Recovery Technologies Group Inc. (RTG), Guttenberg, N.J., has announced the expansion of its crumb rubber production at some locations and the scaling back of operations at other company sites.
The company has expanded collection activities in Canada and parts of the U.S. while closing a facility in Maine and restructuring its operations in Florida.
RTG, a leading tire recycler and producer of crumb rubber, says it is adding ambient crumb rubber production capacity at its facilities in Saskatchewan, Pennsylvania and South Carolina. It addition, the company announced new Canadian tire collection agreements in Prince Edward Island and Ontario as well as expansion of its warehouse network with new facilities in Columbiana, Ohio, and Houston, Texas.
Additionally, the company said it was closing its tire derived fuel plant in Elliott, Maine and was restructuring its tire collection activities in Florida.

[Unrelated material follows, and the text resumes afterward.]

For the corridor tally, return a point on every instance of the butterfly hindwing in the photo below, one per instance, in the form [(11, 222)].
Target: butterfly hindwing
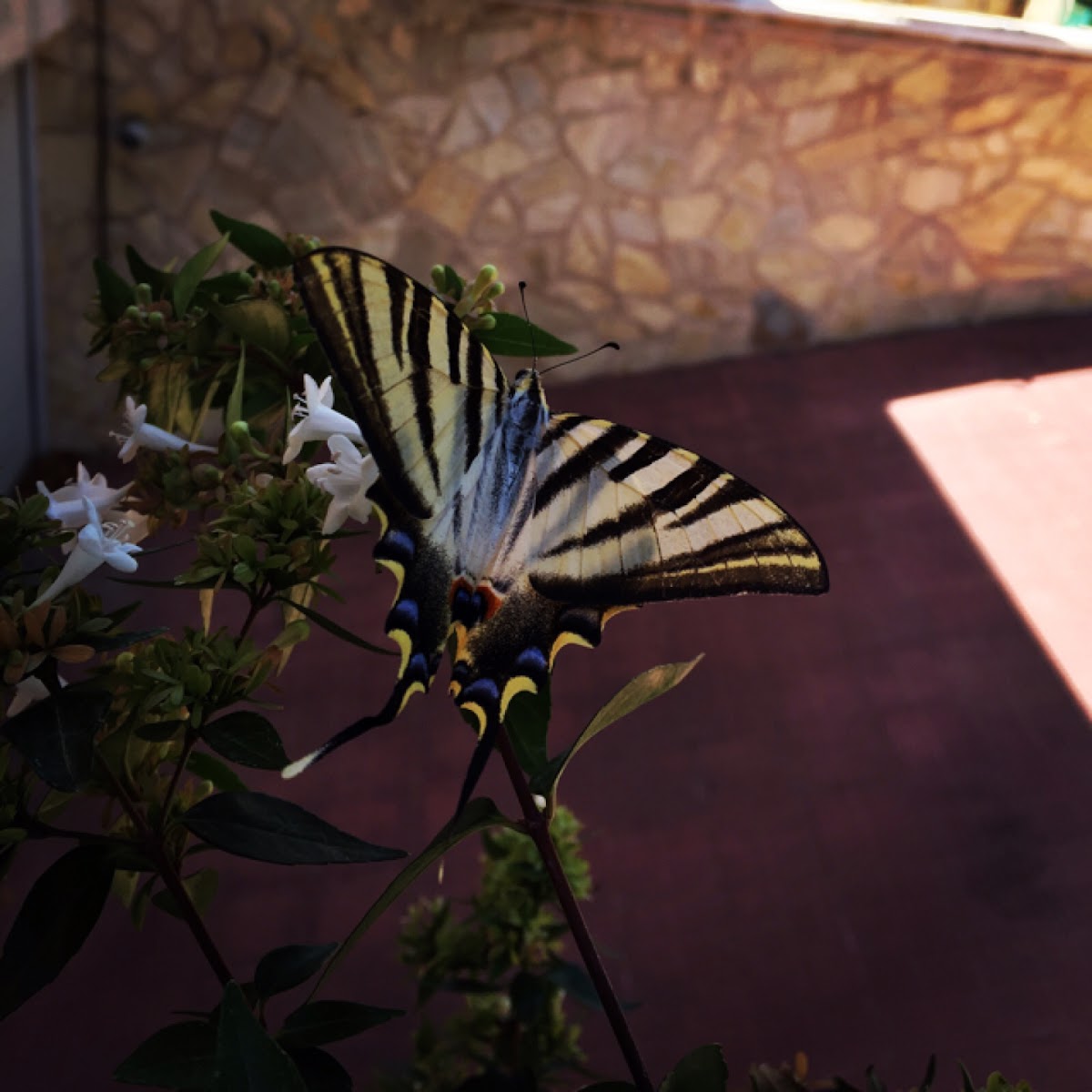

RTG said these moves would result in the loss of 22 jobs from of the company’s 550-member workforce.
In fiscal year 2004, RTG estimates it will collect approximately 40 million tires and will produce 250 million pounds of cryogenic and ambient crumb rubber that will be recycled into a wide variety of products including athletic stadium surfaces, road surfaces, flower beds, playgrounds and other products.
“To accommodate our rapid expansion, we are making important shifts in the allocation of resources to further strengthen operations that are contributing to our profitability,” says RTG CEO Marty Sergi. “We are also eliminating operations that are burdensome to our bottom line and are likely to remain so. We are pleased that demand continues to grow rapidly for products made from crumb rubber, particularly from our proprietary cryogenic process.”
Recovery Technologies Group Inc. operates 14 facilities and employs over 500 people, with a presence in all 50 states, Canada and Puerto Rico. In five years, the company has signed major national accounts for tire collection service fees and is selling high-margin recycled rubber-derived products. The company has contracts with companies such as Ford, Goodyear, Firestone and Wal-Mart, and estimates that it recycles approximately 13 percent of the 300 million tires scrapped annually in North America.